Most approaches described so far rely on some form of meta-information: user's listening or purchasing behavior, statistics about artists and genres in music collections, user defined tags etc. Another option is to actually analyse the audio content trying to model what is important for the perceived similarity between songs: instrumentation, tempo, rhythm, melody, harmony, etc. While many research prototypes of recommendation systems that use content-based audio similarity have been described in the literature [e.g. Pampalk, 2001;, Neumayer et al., 2005; Lamere and Eck, 2007; Knees et al., 2007; to name just a few], very little has been reported about successful adoption of such approaches- without combination with other methods- to real-life scenarios. Content based recommendation is used to some extent by a number of music companies like Mufin, echonest or BMAT amongst others. An exhaustive view on Music Recommendation systems can be found at [Celma, 2010].
In a landscape where the music industry is facing difficult times with income from physical sales shrinking, the music rights revenues are increasing worldwide. According to CisacPortal the author’s society royalty collections were 7.5€ billion in 2010 (climbing a 5,5% year-on-year) and [IFPI, 2012] announced that the global performance rights reached the 905 US$ millions in 2011 (an increase of 4,9% from the previous year). These positive numbers are due to the increase of the number of media paying royalties and an improvement of the collecting methods of these societies. Hence, it is important to address the needs of the music rights business; i.e. the process of paying the owners of these rights (authors, performers, labels…) for the usage of the music they have created and performed (licensing FAQ).
The rights organisations get most of their revenue not only from television, radio stations and those industries whose services are based on music, like clubs or venues, but also from a lot of other companies and associations from shops or dentists to school plays, basically anyone who aims at using somebody else’s music creation (paying royalties). In recent years, the music rights revenues coming from the digital world have also grown in importance. All this rights money is collected through the royalty collection societies, which are divided in three kinds depending on the rights they represent: Authors, Performance and Master. Most of authors’ societies worldwide are associated with the CISAC while the master societies are associated with the IFPI. The societies collect music rights and distribute them among their associates. At this point, a lot of controversy arises due to the different processes they use for such distribution and questions are raised about how to make this process as fair as possible (more).
Ideally, every right owner should be paid for the use of their music but in practice it is difficult and expensive to control all the media and all potential venues where music could eventually be used. The solutions that have been found vary depending on the country, the society and the type of source. Some years ago, the societies used to distribute based on the results of the top selling charts which created huge inequalities between artists. Later some other systems and technologies appeared:
- Cue sheets: Media companies are obliged to fill cue sheets, the list of music broadcast, explaining their use. However, this tends to be inaccurate because, while generating the cue sheets represents lots of work, media companies don’t benefit from the accuracy of those.
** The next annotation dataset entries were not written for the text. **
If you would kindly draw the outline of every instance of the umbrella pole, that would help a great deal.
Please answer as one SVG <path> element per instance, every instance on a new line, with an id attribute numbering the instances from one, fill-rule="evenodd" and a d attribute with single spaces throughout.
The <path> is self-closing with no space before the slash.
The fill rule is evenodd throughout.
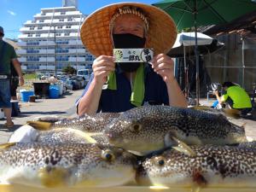
<path id="1" fill-rule="evenodd" d="M 195 65 L 196 65 L 196 74 L 195 74 L 195 82 L 196 82 L 196 106 L 199 106 L 199 98 L 200 98 L 200 79 L 199 79 L 199 55 L 198 55 L 198 45 L 197 45 L 197 24 L 196 24 L 196 16 L 197 16 L 197 1 L 195 0 L 195 12 L 194 12 L 194 26 L 195 26 Z"/>
<path id="2" fill-rule="evenodd" d="M 185 89 L 184 89 L 184 92 L 185 92 L 185 97 L 188 98 L 189 97 L 189 93 L 188 93 L 188 76 L 187 76 L 187 73 L 188 73 L 188 67 L 187 67 L 187 62 L 186 62 L 186 48 L 183 45 L 183 52 L 184 52 L 184 79 L 185 79 Z"/>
- Watermarking: It consists in embedding an extra signal into a digital music work so this signal can be detected when the work is reproduced. Watermarking requires the use of watermarked audio references when broadcasting which is very rare. Also, the extra signal can easily be removed from original audio.
- Fingerprinting: It consists in an algorithm that extracts the main features of an audio piece making a so-called fingerprint of the track. This fingerprint may easily be matched against an audio database which may comprise recordings from television, radio or internet radio broadcasts [e.g. Cano, 2007; Wang et al., 2003].
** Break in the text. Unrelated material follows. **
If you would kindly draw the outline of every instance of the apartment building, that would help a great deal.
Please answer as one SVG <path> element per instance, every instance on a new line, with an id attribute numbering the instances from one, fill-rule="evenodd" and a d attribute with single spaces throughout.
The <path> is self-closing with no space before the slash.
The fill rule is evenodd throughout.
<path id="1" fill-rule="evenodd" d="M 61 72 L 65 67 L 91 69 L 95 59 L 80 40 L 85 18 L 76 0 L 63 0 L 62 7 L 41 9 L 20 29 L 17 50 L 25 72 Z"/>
- Clubs: The collecting societies track music played in all types of venues by sending a specialist who recognises music and writes down a cue sheet or by installing recording stations in Dj boards.
- Online: Some of the most used music channels on the Internet as streaming or peer-to-peer services are extremely difficult to monitor. Nowadays the music monitored online is based on crawling millions of webs pages to detect their music usage.
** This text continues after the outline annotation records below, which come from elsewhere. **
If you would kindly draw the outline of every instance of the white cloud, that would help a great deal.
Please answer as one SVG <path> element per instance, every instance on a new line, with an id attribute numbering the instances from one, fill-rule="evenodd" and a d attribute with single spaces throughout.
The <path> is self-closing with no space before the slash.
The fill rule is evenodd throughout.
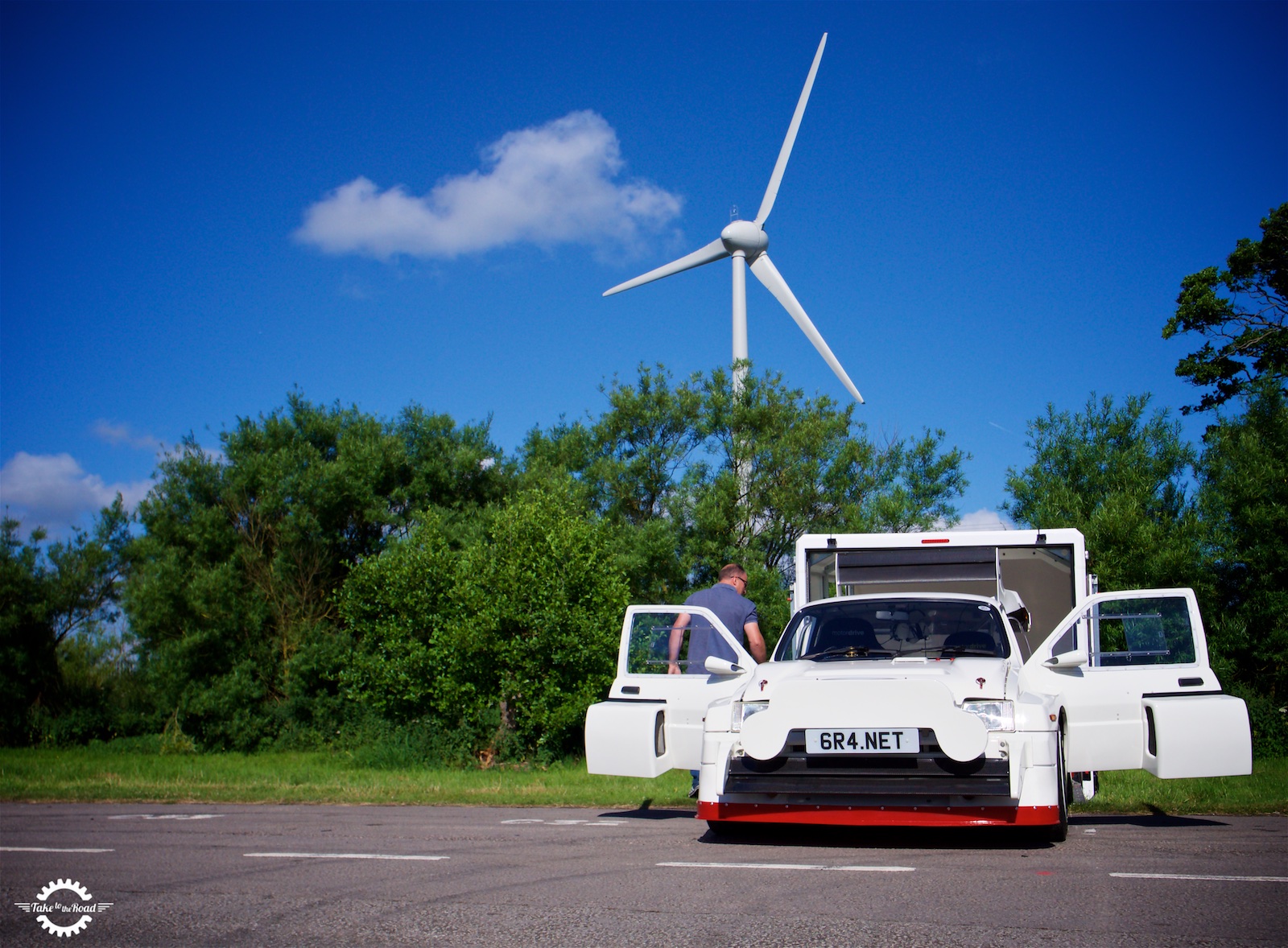
<path id="1" fill-rule="evenodd" d="M 99 441 L 107 442 L 108 444 L 126 444 L 131 448 L 153 451 L 157 453 L 165 451 L 165 444 L 160 438 L 155 438 L 151 434 L 138 434 L 129 425 L 115 425 L 106 419 L 99 419 L 94 422 L 94 437 Z"/>
<path id="2" fill-rule="evenodd" d="M 980 507 L 970 514 L 963 514 L 952 529 L 1015 529 L 1015 524 L 996 510 Z"/>
<path id="3" fill-rule="evenodd" d="M 0 504 L 27 529 L 45 527 L 59 536 L 72 524 L 84 524 L 120 493 L 134 509 L 151 489 L 151 480 L 103 483 L 86 474 L 71 455 L 28 455 L 19 451 L 0 468 Z"/>
<path id="4" fill-rule="evenodd" d="M 617 133 L 595 112 L 507 131 L 483 167 L 424 197 L 367 178 L 341 184 L 304 213 L 295 237 L 328 254 L 452 258 L 507 243 L 621 243 L 680 213 L 680 198 L 644 180 L 616 183 Z"/>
- Social Networks: A particular case of online music tracking is finding phylogenetic relationships between music objects spread on social networks. The type of relationships may include: "is the same song as", "contains snippet of", "includes", "remixes", "similar", "are the same song with different durations", "is the live version of", "is a cover version", "is a radio edit of" and so forth. This hasn’t been addressed by MIR but is documented in other fields. [e.g. Dias et al., 2012; Dias et al., 2011]
- Music vs Non Music discrimination: TV channels have normally blanket fees contracts with performing rights organisations according to which they pay royalties proportionally to the percentage of music broadcast. As this data is usually inaccurate, the PROs tend to outsource statistical estimation of this percentage which is also inaccurate. Although there has been quite some research on speech/music discrimination [e.g. Panagiotakis and Tziritas, 2005; Scheirer and Slaney, 1997], generic music vs non music discrimination- robust to speech overlap- is a challenge for the industry.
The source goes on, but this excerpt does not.